Want to cure insomnia? Invest in linen sheets or paint your bedroom green.
Or do you need a few wrinkles to disappear for a few hours? Stir a raw egg white with a fork and carefully paint it onto each wrinkle with a fine camel's hair brush. Let dry, then apply make-up foundation. Try not to get caught in the rain.
Those are just a sampling of helpful hints offered up by "The 2001 Old Farmer's Almanac," now in area stores. It's a quirky little magazine you've probably seen in the magazine rack -- and thumbed right past it.
A copy of the new edition happened to cross my desk last week. I've never read one before but, I must admit, I found it difficult to put it down. Maybe that's why "The Old Farmer's Almanac" has been around since 1792 when Robert B. Thomas published the premier issue. At the time, George Washington was serving his second term as president. It's the oldest continuously published periodical in North America that has never missed a year.
Thomas used a complex series of natural cycles to devise a secret weather forecasting formula for astronomical and weather predictions. The magazine claims an 80 percent accuracy rate on a seasonal basis.
Back in 1792, a copy of the almanac cost only six pence, or about 9 cents. Now you'll have to shell out $4.99 for an issue.
The charts contain typical planting tables and gardening advice you would expect to find in the almanac, but there was a month-by-month astrological timetable based on the moon that was rather intriguing. According to the almanac, there are certain times of the month when it is more favorable to do certain things, like give up smoking, start a diet or have dental care.
Most people tend to start their New Year's diet on Jan. 1, but the almanac said the best days to begin dieting are Jan. 11 and 15. But if you miss those dates in January, there are several favorable dates each month in 2001. If anything, the almanac can provide the perpetual dieter with a good excuse not to start dieting yet.
The feature stories are probably the best in the almanac. My favorite was "How to Change Your Pants in the Woods," an anecdote offered by Almanac reader Jon Vara of Marshfield, Vt.
Now first of all, I wondered, why would you need to change your pants in the woods? Vara said there are a number of respectable reasons for wanting to change your pants in the woods. I suppose there are, but I couldn't come up with any.

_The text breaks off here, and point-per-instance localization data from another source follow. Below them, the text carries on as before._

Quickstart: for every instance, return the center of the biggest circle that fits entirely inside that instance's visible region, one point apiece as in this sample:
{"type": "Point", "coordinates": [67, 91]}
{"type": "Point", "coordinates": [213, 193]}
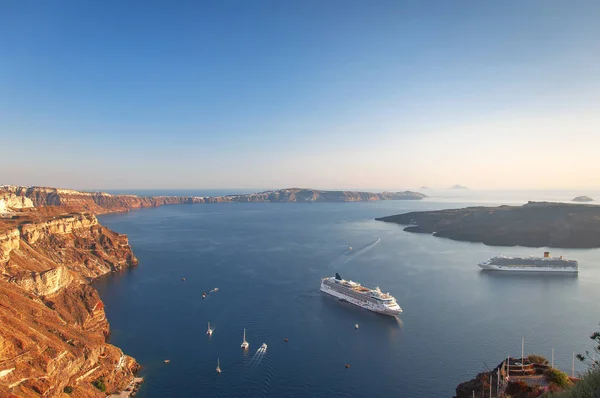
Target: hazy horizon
{"type": "Point", "coordinates": [383, 95]}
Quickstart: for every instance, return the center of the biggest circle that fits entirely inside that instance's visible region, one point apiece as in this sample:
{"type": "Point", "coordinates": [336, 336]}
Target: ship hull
{"type": "Point", "coordinates": [380, 309]}
{"type": "Point", "coordinates": [492, 267]}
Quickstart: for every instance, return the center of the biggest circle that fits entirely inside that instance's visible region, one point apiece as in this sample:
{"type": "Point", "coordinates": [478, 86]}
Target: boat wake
{"type": "Point", "coordinates": [351, 254]}
{"type": "Point", "coordinates": [257, 357]}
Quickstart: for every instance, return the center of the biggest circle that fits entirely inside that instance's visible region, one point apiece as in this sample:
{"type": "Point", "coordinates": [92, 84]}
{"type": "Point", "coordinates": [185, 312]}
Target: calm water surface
{"type": "Point", "coordinates": [267, 260]}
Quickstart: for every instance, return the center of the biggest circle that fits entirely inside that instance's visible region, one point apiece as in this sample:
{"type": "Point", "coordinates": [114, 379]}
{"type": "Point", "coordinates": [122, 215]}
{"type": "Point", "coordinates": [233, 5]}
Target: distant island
{"type": "Point", "coordinates": [583, 199]}
{"type": "Point", "coordinates": [101, 202]}
{"type": "Point", "coordinates": [52, 247]}
{"type": "Point", "coordinates": [536, 224]}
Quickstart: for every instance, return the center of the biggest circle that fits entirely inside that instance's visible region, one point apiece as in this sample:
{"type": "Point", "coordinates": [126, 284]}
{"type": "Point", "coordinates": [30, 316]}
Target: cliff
{"type": "Point", "coordinates": [536, 224]}
{"type": "Point", "coordinates": [100, 202]}
{"type": "Point", "coordinates": [583, 199]}
{"type": "Point", "coordinates": [53, 329]}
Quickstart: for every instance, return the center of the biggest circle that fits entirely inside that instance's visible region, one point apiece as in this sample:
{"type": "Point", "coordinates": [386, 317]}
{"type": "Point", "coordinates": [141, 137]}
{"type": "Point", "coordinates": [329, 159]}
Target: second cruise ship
{"type": "Point", "coordinates": [352, 292]}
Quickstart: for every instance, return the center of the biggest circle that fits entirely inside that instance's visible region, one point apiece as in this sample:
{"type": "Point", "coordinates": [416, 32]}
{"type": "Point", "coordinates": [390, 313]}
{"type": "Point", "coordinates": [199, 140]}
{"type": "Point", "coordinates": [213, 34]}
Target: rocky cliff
{"type": "Point", "coordinates": [100, 202]}
{"type": "Point", "coordinates": [53, 330]}
{"type": "Point", "coordinates": [536, 224]}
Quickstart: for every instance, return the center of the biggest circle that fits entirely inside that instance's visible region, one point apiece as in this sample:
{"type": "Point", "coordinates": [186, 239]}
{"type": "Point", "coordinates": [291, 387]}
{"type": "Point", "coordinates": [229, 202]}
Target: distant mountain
{"type": "Point", "coordinates": [536, 224]}
{"type": "Point", "coordinates": [12, 197]}
{"type": "Point", "coordinates": [583, 199]}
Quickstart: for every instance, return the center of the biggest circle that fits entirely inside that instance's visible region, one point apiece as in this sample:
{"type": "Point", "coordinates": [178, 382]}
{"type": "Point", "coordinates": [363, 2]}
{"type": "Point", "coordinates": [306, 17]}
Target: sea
{"type": "Point", "coordinates": [267, 260]}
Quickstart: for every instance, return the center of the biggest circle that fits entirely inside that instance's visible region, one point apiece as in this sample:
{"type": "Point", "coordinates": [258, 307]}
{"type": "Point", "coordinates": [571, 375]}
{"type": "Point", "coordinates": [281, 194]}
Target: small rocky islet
{"type": "Point", "coordinates": [535, 224]}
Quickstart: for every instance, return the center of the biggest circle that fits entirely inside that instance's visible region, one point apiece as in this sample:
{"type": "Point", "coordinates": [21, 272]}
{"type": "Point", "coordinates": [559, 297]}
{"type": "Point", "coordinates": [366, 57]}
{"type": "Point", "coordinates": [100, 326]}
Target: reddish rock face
{"type": "Point", "coordinates": [53, 329]}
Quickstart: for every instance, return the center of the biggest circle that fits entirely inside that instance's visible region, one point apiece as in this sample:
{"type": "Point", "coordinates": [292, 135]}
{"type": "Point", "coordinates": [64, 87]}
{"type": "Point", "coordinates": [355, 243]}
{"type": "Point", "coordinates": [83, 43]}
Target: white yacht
{"type": "Point", "coordinates": [245, 344]}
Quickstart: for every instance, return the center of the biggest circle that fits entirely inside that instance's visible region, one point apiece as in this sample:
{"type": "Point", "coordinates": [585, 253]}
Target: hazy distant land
{"type": "Point", "coordinates": [536, 224]}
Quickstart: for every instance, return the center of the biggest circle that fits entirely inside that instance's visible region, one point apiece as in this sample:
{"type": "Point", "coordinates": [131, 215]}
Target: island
{"type": "Point", "coordinates": [535, 224]}
{"type": "Point", "coordinates": [101, 202]}
{"type": "Point", "coordinates": [54, 335]}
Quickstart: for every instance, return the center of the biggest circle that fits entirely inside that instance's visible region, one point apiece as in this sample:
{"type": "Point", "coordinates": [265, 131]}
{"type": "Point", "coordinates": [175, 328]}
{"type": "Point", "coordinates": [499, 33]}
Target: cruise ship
{"type": "Point", "coordinates": [530, 264]}
{"type": "Point", "coordinates": [352, 292]}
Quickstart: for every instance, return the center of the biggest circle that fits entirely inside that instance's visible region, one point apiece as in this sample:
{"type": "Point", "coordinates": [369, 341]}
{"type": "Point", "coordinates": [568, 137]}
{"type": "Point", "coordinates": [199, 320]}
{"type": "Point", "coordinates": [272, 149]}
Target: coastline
{"type": "Point", "coordinates": [131, 389]}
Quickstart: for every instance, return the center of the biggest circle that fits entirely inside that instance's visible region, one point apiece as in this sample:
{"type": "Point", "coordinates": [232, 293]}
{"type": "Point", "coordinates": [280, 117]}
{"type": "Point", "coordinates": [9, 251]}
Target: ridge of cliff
{"type": "Point", "coordinates": [101, 202]}
{"type": "Point", "coordinates": [53, 329]}
{"type": "Point", "coordinates": [535, 224]}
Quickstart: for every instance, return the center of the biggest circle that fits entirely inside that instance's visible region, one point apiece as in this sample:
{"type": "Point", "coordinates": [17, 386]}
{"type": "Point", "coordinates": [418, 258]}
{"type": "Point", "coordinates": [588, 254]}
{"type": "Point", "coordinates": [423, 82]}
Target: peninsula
{"type": "Point", "coordinates": [535, 224]}
{"type": "Point", "coordinates": [101, 202]}
{"type": "Point", "coordinates": [53, 328]}
{"type": "Point", "coordinates": [583, 199]}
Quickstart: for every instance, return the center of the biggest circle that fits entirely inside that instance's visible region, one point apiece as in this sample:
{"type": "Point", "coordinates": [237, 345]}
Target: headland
{"type": "Point", "coordinates": [535, 224]}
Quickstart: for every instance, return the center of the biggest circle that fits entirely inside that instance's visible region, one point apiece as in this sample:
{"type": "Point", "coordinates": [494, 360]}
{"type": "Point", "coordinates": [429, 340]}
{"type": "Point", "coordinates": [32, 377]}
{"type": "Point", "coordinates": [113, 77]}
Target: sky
{"type": "Point", "coordinates": [321, 94]}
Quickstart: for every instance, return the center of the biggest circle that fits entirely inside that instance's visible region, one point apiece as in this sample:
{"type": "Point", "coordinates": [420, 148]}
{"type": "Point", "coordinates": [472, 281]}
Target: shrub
{"type": "Point", "coordinates": [557, 377]}
{"type": "Point", "coordinates": [538, 359]}
{"type": "Point", "coordinates": [518, 388]}
{"type": "Point", "coordinates": [99, 384]}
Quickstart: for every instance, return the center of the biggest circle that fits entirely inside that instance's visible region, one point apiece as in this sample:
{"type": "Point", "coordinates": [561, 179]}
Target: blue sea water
{"type": "Point", "coordinates": [267, 260]}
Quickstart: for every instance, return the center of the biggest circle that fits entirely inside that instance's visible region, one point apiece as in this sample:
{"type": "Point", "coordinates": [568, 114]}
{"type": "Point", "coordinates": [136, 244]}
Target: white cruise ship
{"type": "Point", "coordinates": [531, 264]}
{"type": "Point", "coordinates": [352, 292]}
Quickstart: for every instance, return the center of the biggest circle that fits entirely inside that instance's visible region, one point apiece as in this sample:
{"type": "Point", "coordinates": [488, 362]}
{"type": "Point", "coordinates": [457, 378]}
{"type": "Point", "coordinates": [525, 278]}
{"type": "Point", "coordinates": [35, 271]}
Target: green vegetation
{"type": "Point", "coordinates": [99, 384]}
{"type": "Point", "coordinates": [589, 385]}
{"type": "Point", "coordinates": [561, 379]}
{"type": "Point", "coordinates": [590, 358]}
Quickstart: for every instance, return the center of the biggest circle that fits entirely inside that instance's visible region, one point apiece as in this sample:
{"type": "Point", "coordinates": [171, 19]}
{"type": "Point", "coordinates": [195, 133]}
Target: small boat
{"type": "Point", "coordinates": [245, 344]}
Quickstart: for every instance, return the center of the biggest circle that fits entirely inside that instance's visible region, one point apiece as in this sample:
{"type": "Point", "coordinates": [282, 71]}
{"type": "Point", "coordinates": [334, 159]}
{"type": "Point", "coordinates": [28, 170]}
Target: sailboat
{"type": "Point", "coordinates": [245, 344]}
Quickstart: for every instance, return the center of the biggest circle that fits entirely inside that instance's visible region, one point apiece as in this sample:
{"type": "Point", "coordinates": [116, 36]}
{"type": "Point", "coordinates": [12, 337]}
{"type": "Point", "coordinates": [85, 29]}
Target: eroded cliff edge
{"type": "Point", "coordinates": [53, 329]}
{"type": "Point", "coordinates": [536, 224]}
{"type": "Point", "coordinates": [101, 202]}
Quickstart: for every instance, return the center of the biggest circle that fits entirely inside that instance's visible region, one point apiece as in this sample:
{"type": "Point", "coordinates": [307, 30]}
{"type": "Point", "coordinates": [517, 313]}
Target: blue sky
{"type": "Point", "coordinates": [326, 94]}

Vara said the right way to change your pants in the woods is to "take off one shoe, then -- while standing on the other, still-shod foot -- withdraw that leg from the leg of Pants A. Insert it into the corresponding leg of Pants B, put your shoe back on, and calmly tie it. You are now wearing both shoes and have one leg in each of the two different pairs of pants. ... Untie and remove your other shoe (that is, the shoe on the foot of the leg that's still within the leg of Pants A), slip out of the second half of Pants A, and step into the other half of Pants B. Pull Pants B up to your waist."
If you've followed the procedure correctly, said Vara, you'll have changed your pants in the woods without getting your socks dirty.
And you thought you knew everything.